My Lords, it is not the case that all the people who have not sent in their tax returns will pay a fine of £100. First, the Financial Secretary to the Treasury has made it clear that in cases where there are relatively minor errors taxpayers will be given 14 days to correct them without any penalty being imposed. Secondly, it has been made clear that no penalties will exceed the amount of tax due so that if, for example, £50 were outstanding there would be a penalty of only £50. Thirdly, we understand that a very considerable number of taxpayers, including the self-employed, have sent money in advance even before they completed their tax returns. They shall certainly not be subject to penalties.

Lord Peston

My Lords, can my noble friend enlighten noble Lords on what all the fuss is about? I suppose that, like me, my noble friend submitted his tax form on time. I believe that it is an easy and straightforward form— certainly much easier to fill in than completing a lottery ticket. Can my noble friend take into consideration the view that those who have sent in their forms on time and have already received—certainly in my case—too large a tax Bill do not wish to see leniency shown to those who have not done what appears to be perfectly reasonable?

Lord McIntosh of Haringey

My Lords, my noble friend is quite right to assume that I sent in my tax return on time. Indeed, I sent it in before the 30th September deadline, which meant that the Revenue did the calculation for me. I found that I was one penny out. I cannot remember in which direction the penny was, but I know that very reasonably and properly the Inland Revenue did not send me either a cheque or a demand for one penny. The change to a self-assessment system is one that avoids many of the difficulties which particularly the self-employed have suffered in previous years with estimated assessments—the requirement for detailed accounts and a confrontational aspect to tax collection. I hope that that will at least diminish, if not disappear.

Lord Taverne

My Lords, as it is important that a tax system should be as acceptable as possible, or—to be more realistic perhaps-should achieve the least degree of unacceptability, does the Minister agree that a draconian and rigid approach to the introduction of a new system would not just be unfair in many cases, but it would be unwise, and, in the long run, might cost the Revenue dear?

Lord McIntosh of Haringey

My Lords, I would agree, but that is a hypothetical question. I do not accept that what has been introduced is a draconian or rigid system. All the penalties which now apply to late or inaccurate returns, including those relating to interest payments for late payments, have been in existence for a number of years. The self-assessment system has been within public knowledge for a number of years now. It has been extensively piloted in Southampton and Leicester. It has not been found to be significantly less acceptable than the system which it supplanted.

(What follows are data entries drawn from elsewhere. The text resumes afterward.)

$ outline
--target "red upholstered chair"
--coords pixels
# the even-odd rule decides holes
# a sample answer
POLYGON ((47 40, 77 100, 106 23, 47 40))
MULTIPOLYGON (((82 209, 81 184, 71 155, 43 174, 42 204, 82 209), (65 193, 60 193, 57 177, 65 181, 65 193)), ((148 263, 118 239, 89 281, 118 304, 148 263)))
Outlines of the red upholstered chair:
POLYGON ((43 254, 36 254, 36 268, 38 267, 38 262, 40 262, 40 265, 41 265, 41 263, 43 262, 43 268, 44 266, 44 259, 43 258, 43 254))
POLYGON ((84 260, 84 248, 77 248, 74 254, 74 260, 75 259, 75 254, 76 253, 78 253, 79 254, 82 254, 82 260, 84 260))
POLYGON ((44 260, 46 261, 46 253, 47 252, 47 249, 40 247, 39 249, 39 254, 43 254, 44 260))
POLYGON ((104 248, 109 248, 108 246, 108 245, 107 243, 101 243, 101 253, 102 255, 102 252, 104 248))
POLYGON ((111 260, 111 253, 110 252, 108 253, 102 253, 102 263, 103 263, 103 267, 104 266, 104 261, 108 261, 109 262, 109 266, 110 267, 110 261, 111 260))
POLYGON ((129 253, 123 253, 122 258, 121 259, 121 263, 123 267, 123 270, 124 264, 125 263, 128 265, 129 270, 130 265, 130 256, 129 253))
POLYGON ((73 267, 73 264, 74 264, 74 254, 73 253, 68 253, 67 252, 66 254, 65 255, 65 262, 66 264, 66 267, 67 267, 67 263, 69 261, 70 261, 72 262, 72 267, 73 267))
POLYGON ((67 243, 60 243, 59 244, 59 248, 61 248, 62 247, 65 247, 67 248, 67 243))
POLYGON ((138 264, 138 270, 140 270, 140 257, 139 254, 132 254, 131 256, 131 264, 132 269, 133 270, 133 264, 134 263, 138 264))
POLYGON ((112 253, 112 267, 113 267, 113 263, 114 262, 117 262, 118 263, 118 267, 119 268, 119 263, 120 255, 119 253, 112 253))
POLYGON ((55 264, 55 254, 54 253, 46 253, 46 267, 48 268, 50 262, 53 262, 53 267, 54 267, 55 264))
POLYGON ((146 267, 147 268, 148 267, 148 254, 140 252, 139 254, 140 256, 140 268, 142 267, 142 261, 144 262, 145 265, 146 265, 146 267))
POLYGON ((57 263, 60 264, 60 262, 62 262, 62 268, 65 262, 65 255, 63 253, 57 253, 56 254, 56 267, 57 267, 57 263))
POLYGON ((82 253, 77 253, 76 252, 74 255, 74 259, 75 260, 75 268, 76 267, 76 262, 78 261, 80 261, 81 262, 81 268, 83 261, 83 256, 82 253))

Lord Brooke of Alverthorpe

My Lords, as my noble friend will be aware, with the introduction of self-assessment the Inland Revenue has taken the opportunity to move the basis of assessment for the self-employed from prior year to current year. When that was announced originally, the impression was given that that change would be tax neutral. While that will be the case in the future, will my noble friend tell the House whether, in the current year, additional taxes will be raised on the self-employed, and, if so, the extent of them?

Lord McIntosh of Haringey

My Lords, my noble friend is of course right that the change to self-assessment has happened concurrently with the important transitional year of the current-year basis of assessment for the self-employed, although the two are not necessarily connected. He is also right when he says that in the year in which the change takes place the Revenue's cash flow will benefit and the self-employed will therefore suffer. Apart from that transitional year, the effect of the current-year basis of assessment is, as he rightly recognises, tax neutral. The same tax will he paid on the same amount of profit.